Jordan glanced in puzzlement at Reggie Vane’s flushed face. The man had been drinking entirely too much. “Excuse me,” he said, “I’m afraid I wasn’t following.”
“The Queen’s medal for Leo Sinclair. You remember Leo, don’t you? Wonderful chap. Killed a year and a half ago. Or was it two years?” He gave his head a little shake, as though to clear it. “Anyway, they’re just getting ’round to giving the widow his medal. I think that’s inexcusable.”
“Not everyone who was killed in the Gulf got a medal,” Nina Sutherland cut in.

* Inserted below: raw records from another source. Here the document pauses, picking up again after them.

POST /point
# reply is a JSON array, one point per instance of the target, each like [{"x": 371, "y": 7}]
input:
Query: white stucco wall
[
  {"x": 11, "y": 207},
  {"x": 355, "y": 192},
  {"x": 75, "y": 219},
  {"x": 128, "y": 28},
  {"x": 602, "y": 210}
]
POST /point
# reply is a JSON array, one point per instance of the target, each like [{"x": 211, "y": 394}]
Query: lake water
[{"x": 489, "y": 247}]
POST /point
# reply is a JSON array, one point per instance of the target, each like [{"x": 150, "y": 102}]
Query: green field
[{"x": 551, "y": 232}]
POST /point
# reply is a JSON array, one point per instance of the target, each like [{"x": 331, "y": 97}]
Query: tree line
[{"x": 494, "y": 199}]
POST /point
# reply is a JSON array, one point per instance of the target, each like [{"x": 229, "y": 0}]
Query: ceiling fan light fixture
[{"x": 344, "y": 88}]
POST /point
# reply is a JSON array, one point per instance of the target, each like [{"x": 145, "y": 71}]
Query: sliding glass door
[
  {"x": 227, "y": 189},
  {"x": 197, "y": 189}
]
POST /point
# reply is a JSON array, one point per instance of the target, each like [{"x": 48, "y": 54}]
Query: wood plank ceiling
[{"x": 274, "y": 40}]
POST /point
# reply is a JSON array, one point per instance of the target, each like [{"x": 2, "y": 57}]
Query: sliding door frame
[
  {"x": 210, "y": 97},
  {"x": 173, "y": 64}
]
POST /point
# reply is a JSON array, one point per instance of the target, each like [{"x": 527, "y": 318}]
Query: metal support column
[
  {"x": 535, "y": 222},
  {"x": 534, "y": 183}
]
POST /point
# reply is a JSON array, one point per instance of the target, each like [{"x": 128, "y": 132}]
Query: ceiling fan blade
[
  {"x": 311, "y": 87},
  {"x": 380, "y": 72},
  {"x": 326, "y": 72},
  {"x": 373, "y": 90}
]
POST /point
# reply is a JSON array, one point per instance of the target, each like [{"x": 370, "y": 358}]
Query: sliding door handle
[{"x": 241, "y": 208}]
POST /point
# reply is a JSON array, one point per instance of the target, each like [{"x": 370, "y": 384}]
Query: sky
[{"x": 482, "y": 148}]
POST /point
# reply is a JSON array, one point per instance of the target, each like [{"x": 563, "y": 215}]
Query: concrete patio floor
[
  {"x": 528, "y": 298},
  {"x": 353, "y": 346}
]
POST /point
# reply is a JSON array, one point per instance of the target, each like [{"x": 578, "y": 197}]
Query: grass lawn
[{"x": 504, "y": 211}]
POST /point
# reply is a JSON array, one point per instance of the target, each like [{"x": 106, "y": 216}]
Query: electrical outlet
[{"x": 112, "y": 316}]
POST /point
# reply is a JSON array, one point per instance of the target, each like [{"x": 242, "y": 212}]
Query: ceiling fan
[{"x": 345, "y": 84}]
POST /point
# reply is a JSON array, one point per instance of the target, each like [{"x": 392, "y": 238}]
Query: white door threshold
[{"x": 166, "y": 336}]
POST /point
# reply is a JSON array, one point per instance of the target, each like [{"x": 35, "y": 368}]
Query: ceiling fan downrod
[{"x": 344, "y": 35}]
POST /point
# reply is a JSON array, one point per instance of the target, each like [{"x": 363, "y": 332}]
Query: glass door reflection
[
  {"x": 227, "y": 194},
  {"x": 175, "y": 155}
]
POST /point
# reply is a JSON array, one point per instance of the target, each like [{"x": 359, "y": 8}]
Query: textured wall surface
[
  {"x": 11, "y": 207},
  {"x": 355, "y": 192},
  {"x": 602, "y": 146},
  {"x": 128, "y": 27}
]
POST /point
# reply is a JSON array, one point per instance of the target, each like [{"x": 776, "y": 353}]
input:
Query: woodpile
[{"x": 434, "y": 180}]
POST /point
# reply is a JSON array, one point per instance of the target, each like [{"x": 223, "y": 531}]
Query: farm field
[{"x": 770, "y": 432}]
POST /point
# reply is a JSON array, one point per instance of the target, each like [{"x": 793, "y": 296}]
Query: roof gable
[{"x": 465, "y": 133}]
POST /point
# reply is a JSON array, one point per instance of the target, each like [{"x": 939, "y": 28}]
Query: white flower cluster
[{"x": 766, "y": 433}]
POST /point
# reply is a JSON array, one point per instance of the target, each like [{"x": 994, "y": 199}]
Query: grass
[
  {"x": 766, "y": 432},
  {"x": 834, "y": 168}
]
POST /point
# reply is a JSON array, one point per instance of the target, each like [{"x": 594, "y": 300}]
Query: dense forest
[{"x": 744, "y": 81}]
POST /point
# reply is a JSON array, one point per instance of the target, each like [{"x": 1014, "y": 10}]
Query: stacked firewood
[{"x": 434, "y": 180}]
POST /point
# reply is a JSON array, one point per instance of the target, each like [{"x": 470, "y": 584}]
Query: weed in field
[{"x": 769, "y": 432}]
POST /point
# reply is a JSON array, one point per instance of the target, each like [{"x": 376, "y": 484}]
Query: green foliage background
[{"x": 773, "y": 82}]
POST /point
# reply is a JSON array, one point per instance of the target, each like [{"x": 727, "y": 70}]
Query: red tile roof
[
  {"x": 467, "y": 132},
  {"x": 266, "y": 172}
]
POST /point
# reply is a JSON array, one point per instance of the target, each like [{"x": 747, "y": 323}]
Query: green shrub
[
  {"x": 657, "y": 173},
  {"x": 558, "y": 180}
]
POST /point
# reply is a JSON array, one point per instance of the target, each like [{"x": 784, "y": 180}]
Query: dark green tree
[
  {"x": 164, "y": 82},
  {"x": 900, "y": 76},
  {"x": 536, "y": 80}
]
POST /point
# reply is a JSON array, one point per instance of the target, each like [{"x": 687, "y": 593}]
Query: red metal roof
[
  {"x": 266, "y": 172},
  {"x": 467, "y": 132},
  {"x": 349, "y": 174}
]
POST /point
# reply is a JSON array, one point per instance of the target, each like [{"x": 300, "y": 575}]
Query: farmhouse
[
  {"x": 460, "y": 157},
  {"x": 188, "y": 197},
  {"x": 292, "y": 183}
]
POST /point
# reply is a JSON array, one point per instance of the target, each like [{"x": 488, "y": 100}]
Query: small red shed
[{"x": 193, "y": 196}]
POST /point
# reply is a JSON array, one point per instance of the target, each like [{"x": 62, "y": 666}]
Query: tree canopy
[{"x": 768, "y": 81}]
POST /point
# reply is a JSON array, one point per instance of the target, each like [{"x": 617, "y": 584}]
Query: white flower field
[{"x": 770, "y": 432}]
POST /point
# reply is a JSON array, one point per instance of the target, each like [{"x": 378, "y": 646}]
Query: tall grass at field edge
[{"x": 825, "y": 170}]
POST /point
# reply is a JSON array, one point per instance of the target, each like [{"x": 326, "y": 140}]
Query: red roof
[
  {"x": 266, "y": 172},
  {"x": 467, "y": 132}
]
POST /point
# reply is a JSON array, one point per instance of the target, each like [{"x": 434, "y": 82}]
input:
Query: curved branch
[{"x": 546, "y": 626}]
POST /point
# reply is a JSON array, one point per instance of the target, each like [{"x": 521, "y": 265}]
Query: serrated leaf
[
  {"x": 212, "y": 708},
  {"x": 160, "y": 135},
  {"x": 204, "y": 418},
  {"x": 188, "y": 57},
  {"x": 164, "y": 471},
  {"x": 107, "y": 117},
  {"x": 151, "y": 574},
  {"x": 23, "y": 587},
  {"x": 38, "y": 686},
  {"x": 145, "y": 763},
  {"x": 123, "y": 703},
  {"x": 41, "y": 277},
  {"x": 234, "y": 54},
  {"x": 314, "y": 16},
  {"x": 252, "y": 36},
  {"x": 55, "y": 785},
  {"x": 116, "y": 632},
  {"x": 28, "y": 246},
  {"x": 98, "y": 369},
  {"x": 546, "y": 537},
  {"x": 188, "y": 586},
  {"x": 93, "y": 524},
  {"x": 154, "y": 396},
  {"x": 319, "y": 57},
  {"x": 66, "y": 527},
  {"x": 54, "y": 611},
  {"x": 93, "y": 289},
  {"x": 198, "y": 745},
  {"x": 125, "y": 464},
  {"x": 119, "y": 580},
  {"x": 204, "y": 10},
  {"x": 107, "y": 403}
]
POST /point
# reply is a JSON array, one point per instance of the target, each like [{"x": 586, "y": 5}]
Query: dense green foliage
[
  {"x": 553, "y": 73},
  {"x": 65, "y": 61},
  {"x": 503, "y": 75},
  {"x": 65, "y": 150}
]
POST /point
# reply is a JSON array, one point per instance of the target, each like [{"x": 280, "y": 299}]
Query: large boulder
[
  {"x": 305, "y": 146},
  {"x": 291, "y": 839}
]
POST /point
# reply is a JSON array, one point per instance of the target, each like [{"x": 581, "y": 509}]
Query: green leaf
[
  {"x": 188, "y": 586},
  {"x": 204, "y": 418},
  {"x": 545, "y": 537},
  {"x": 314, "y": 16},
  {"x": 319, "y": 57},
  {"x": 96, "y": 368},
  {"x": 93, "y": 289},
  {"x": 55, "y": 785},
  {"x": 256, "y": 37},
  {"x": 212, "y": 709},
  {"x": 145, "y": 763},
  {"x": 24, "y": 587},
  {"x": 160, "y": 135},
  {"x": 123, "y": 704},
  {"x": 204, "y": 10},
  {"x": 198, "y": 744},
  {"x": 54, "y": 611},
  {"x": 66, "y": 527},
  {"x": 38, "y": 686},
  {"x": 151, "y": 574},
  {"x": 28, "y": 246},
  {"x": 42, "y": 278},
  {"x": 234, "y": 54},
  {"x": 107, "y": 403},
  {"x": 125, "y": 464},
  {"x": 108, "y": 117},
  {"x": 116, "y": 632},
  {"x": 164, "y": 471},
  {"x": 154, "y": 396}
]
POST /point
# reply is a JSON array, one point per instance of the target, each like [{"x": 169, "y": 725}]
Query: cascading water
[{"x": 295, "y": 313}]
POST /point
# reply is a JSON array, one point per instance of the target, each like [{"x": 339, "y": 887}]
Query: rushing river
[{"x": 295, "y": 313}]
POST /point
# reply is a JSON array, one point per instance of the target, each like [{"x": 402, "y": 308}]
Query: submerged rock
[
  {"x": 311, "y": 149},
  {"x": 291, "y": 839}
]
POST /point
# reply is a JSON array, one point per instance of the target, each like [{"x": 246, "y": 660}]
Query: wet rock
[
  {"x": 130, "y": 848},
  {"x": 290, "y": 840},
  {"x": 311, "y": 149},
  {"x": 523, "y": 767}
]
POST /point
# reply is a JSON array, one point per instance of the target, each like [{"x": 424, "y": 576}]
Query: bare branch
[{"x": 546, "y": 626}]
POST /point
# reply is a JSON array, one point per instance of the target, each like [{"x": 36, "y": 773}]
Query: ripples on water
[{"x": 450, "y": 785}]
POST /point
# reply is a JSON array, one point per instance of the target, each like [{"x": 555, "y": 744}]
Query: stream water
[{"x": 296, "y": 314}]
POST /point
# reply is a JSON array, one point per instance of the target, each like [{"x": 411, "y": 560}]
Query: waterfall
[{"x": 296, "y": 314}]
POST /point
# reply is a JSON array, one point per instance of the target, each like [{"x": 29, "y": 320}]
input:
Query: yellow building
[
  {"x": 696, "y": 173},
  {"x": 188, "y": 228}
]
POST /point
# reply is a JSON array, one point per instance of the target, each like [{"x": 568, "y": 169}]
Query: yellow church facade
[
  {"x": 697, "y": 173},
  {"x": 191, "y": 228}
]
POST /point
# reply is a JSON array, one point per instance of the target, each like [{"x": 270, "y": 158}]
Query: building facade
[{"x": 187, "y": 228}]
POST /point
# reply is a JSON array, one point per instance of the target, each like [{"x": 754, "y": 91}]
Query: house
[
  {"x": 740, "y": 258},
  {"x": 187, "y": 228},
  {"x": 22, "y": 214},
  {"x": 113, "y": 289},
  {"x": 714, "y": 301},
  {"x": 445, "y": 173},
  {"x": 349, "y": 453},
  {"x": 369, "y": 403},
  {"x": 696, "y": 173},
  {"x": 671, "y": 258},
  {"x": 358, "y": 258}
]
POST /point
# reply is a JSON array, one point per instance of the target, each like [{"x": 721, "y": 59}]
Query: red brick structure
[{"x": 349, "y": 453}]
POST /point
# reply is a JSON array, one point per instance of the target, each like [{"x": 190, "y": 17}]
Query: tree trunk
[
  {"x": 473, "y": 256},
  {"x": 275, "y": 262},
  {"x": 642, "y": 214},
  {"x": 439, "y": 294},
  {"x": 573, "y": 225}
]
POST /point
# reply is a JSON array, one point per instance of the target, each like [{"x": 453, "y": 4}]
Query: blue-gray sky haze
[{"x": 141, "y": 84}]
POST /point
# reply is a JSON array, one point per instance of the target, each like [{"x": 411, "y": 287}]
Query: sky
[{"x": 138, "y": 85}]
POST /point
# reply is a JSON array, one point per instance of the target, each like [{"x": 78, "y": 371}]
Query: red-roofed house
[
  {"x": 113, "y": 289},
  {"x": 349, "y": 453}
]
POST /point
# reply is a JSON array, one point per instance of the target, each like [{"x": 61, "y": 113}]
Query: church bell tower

“But Leo was Intelligence,” said Reggie. “He deserved some sort of honor, considering how he…died.”
“Perhaps it was just an oversight,” said Jordan. “Papers getting mislaid, that sort of thing. MI6 does try to honor its dead, and Leo sort of fell through the cracks.”
“The way Mum and Dad did,” said Beryl. “They died in the line of duty. And they never got a medal.”
“Line of duty?” said Reggie. “Not exactly.” He lifted the champagne glass unsteadily to his lips. Suddenly he paused, aware that the others were staring at him. The silence stretched on, broken only by the clatter of an oyster shell on someone’s plate.
“What do you mean by ‘not exactly’?” asked Beryl.
Reggie cleared his throat. “Surely…Hugh must have told you…” He looked around and his face blanched. “Oh, no,” he murmured, “I’ve put my foot in it this time.”
“Told us what, Reggie?” Jordan persisted.
“But it was public knowledge,” said Reggie. “It was in all the Paris newspapers…”
“Reggie,” Jordan said slowly. Deliberately. “Our understanding was that my mother and father were shot in Paris. That it was murder. Is that not true?”
“Well, of course there was a murder involved—”
“A murder?” Jordan cut in. “As in singular?”
Reggie glanced around, befuddled. “I’m not the only one here who knows about it. You were all in Paris when it happened!”
For a few heartbeats, no one said a thing. Then Helena added, quietly, “It was a very long time ago, Jordan. Twenty years. It hardly makes a difference now.”